This is a followup to [this question](https://mathoverflow.net/q/334266/461). (Matt Feller also mentioned this followup in a comment to the question linked to above.)

For any category $\mathcal C$ write $\mathcal C^{\mathcal C}$ for the category of endofunctors of $\mathcal C$, and write $[\operatorname{Ob}({\mathcal C})]$ for the collection of isomorphism classes of objects of $\mathcal C$. (Note that $[\operatorname{Ob}({\mathcal C})]$ is not necessarily a set.)
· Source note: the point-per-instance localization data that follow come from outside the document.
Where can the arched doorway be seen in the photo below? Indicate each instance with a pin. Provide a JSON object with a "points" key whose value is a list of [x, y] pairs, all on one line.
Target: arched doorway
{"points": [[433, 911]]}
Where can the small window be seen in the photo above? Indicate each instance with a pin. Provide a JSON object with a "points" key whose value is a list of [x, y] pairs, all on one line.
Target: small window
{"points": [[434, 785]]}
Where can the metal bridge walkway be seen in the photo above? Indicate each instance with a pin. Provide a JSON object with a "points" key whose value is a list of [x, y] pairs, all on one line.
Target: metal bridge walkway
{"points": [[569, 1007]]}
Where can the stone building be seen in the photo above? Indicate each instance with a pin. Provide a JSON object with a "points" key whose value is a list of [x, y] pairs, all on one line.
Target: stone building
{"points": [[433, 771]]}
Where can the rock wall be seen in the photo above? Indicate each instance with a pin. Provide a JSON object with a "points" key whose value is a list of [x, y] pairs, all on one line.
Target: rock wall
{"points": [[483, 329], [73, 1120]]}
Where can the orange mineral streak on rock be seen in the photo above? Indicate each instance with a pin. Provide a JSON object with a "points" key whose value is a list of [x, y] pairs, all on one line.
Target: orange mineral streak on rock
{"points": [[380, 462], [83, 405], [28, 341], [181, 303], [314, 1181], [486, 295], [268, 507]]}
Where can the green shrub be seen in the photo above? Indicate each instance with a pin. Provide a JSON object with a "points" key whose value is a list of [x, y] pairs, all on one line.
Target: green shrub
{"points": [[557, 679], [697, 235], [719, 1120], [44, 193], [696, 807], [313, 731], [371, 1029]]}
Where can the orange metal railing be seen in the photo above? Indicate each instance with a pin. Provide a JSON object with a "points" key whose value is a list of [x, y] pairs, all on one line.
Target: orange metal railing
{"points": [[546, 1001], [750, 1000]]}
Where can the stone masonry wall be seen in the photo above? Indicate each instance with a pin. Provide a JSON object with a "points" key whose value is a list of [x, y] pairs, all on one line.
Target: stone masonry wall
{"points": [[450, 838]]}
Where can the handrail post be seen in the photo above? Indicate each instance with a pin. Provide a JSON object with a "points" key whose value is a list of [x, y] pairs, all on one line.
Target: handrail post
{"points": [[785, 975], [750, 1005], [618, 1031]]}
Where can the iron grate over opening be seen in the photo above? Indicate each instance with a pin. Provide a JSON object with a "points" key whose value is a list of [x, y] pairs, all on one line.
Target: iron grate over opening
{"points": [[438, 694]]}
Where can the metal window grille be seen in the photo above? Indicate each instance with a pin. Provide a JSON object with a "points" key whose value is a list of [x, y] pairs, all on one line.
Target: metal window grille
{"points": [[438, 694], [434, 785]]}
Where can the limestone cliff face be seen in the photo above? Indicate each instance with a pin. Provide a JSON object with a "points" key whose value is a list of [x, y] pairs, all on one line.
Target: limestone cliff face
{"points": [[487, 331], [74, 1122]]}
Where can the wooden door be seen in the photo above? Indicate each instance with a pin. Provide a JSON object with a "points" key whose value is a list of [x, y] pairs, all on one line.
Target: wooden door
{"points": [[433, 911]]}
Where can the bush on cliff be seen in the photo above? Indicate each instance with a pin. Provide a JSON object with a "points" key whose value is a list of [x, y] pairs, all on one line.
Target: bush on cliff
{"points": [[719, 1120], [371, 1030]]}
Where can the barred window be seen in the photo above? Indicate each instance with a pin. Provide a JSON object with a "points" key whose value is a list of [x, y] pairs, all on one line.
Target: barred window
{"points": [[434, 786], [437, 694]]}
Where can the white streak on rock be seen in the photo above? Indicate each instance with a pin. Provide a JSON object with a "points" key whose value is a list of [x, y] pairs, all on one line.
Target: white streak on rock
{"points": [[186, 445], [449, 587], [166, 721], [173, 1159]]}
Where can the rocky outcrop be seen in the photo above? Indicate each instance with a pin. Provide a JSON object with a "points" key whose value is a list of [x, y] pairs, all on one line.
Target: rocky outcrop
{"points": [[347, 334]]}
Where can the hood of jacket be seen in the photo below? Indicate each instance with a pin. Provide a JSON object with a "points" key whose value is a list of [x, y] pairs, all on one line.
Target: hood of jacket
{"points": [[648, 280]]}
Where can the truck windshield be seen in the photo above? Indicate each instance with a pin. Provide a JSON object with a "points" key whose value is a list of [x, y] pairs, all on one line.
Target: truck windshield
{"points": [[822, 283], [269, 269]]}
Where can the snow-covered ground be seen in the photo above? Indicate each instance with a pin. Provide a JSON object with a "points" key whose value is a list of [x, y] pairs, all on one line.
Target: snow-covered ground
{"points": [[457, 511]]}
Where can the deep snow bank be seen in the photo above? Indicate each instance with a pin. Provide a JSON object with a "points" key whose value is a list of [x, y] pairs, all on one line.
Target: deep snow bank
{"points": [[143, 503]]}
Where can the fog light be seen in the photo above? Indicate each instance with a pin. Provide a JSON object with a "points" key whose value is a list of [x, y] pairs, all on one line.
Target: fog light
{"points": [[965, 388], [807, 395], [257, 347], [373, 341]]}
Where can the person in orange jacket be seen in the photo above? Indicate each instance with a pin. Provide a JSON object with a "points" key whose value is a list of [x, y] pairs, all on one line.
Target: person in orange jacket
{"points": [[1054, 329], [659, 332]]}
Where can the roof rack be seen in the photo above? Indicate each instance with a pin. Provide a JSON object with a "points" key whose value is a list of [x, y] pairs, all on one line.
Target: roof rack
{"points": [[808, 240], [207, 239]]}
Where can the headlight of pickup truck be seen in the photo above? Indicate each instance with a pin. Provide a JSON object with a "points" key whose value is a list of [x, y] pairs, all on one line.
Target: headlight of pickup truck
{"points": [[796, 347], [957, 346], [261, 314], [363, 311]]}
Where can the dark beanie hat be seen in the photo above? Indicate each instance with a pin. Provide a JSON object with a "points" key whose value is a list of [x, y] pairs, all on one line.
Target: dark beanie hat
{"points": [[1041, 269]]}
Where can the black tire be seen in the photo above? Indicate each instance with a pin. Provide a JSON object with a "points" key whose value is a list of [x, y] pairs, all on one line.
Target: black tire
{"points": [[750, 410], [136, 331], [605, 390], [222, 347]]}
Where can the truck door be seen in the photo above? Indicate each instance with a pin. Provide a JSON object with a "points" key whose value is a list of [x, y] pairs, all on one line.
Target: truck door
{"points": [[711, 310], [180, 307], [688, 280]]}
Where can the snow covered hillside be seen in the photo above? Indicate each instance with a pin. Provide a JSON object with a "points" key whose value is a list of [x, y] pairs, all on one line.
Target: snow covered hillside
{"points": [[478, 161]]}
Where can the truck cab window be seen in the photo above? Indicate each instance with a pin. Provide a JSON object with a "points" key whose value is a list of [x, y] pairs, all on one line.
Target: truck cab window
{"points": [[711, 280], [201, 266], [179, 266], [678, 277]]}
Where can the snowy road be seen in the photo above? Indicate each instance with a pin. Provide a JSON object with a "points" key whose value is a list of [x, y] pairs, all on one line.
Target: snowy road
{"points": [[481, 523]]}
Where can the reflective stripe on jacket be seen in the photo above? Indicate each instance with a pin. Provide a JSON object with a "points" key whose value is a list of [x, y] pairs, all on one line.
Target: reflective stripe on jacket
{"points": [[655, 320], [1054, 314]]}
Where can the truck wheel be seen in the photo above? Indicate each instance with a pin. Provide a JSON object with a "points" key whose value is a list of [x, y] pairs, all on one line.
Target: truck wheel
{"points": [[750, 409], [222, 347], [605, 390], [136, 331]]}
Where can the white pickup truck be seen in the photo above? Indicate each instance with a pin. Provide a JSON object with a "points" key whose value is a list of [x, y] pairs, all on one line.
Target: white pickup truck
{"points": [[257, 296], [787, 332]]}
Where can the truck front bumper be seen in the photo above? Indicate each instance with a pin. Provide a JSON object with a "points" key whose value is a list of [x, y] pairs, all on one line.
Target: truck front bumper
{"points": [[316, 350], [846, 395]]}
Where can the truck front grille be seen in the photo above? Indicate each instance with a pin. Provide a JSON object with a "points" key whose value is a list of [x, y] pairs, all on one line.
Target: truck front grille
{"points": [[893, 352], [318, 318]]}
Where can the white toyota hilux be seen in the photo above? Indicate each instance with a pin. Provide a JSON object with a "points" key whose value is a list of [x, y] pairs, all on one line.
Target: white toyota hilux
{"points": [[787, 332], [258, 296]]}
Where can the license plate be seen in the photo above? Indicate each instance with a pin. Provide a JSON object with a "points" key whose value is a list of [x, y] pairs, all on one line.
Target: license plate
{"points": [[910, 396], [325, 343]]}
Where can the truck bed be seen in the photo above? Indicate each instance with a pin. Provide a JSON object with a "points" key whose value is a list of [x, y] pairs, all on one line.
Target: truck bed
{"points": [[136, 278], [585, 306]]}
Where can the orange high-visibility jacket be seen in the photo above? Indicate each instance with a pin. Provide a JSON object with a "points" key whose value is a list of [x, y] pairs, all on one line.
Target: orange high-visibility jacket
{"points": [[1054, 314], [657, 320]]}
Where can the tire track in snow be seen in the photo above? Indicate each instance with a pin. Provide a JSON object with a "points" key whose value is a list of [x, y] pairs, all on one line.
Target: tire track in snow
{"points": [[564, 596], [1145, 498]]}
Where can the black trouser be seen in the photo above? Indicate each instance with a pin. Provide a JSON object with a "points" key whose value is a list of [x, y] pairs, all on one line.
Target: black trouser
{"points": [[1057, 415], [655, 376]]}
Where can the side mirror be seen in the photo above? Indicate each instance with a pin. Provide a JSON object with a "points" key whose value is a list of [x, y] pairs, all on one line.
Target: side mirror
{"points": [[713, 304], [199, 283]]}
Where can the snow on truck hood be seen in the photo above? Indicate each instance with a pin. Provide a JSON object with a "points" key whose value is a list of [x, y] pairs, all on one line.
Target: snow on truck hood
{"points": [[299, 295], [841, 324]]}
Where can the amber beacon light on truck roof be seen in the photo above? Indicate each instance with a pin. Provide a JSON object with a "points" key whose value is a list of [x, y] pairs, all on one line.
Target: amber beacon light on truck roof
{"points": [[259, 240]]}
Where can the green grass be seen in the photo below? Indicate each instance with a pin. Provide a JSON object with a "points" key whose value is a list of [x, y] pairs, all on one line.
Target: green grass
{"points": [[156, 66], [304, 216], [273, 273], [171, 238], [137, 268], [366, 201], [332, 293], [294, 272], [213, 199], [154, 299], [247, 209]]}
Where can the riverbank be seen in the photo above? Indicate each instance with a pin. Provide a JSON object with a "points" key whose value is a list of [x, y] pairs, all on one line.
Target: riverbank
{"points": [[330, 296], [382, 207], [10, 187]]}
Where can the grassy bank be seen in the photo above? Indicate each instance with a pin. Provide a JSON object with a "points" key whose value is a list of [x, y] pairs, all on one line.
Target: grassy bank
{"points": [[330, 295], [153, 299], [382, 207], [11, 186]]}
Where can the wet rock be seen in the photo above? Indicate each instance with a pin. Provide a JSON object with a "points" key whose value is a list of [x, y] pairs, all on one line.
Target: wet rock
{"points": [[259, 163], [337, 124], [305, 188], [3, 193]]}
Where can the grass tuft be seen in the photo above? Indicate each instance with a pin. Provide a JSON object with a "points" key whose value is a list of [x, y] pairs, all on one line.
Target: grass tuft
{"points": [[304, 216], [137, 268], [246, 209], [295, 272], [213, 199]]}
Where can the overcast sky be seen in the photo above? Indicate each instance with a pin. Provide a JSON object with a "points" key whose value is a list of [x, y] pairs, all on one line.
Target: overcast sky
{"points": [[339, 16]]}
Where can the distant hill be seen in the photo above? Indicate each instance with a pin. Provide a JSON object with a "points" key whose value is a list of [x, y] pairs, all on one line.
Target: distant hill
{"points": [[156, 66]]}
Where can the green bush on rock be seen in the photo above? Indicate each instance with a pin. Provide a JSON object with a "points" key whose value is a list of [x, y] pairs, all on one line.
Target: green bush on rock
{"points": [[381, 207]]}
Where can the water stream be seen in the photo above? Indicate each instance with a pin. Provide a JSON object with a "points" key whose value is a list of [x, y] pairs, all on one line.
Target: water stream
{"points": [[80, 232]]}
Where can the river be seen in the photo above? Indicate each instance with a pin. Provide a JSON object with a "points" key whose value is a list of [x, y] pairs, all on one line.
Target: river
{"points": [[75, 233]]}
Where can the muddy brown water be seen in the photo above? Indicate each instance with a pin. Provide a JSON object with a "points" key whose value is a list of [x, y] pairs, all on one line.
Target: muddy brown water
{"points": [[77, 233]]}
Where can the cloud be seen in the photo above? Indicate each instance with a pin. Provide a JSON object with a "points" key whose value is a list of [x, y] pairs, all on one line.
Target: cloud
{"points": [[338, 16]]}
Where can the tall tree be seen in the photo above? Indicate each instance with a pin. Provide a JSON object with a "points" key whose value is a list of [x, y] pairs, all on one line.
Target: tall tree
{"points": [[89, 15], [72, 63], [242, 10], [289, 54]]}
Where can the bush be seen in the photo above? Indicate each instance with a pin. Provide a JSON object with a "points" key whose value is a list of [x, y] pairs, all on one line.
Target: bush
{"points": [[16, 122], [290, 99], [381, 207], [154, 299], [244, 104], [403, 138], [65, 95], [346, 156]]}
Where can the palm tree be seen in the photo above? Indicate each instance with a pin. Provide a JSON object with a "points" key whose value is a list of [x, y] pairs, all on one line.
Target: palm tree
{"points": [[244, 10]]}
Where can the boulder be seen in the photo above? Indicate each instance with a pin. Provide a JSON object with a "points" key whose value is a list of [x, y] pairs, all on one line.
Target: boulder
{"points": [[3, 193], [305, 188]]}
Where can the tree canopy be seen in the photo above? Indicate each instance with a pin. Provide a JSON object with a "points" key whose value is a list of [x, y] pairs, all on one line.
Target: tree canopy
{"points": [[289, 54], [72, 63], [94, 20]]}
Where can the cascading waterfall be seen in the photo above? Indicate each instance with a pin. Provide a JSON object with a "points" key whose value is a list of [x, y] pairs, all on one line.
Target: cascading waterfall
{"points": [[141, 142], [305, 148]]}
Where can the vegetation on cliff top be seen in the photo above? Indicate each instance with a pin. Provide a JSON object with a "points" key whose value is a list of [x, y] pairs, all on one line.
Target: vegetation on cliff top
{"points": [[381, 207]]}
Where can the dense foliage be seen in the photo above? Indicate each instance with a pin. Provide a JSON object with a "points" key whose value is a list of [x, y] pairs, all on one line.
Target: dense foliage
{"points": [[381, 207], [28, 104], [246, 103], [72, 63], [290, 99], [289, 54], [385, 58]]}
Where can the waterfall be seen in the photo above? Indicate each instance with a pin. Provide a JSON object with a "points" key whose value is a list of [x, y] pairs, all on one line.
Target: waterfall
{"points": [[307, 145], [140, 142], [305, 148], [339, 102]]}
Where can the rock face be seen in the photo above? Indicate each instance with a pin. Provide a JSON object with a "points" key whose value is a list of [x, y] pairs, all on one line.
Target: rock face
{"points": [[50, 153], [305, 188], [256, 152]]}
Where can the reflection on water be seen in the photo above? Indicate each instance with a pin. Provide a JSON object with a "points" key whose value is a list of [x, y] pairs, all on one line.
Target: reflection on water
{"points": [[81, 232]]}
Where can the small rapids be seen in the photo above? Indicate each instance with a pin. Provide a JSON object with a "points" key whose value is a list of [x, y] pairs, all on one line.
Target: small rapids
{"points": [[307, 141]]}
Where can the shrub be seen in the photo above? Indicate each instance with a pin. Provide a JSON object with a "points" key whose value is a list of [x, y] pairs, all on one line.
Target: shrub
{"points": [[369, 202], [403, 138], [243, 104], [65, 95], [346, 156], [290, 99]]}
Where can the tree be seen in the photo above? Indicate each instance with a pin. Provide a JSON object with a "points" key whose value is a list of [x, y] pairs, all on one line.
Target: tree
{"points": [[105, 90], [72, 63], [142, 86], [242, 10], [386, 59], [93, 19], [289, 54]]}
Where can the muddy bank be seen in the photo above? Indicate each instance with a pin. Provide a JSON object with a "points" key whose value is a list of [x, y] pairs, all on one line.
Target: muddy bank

Let $\mathcal C$ be a category which is **not** equivalent to a category having exactly one object and one morphism.

Are the following statements necessarily true?

(1) There is **no** surjection $[\operatorname{Ob}(\mathcal C)]\to[\operatorname{Ob}(\mathcal C^{\mathcal C})]$.

(2) There is **no** injection $[\operatorname{Ob}(\mathcal C^{\mathcal C})]\to[\operatorname{Ob}(\mathcal C)]$.

A positive answer to at least one of the above questions would also answer the question linked to above. A negative answer to at least one of the above questions would also answer [this older question](https://mathoverflow.net/q/211489/461).

(We assume that we are working in ZFC.)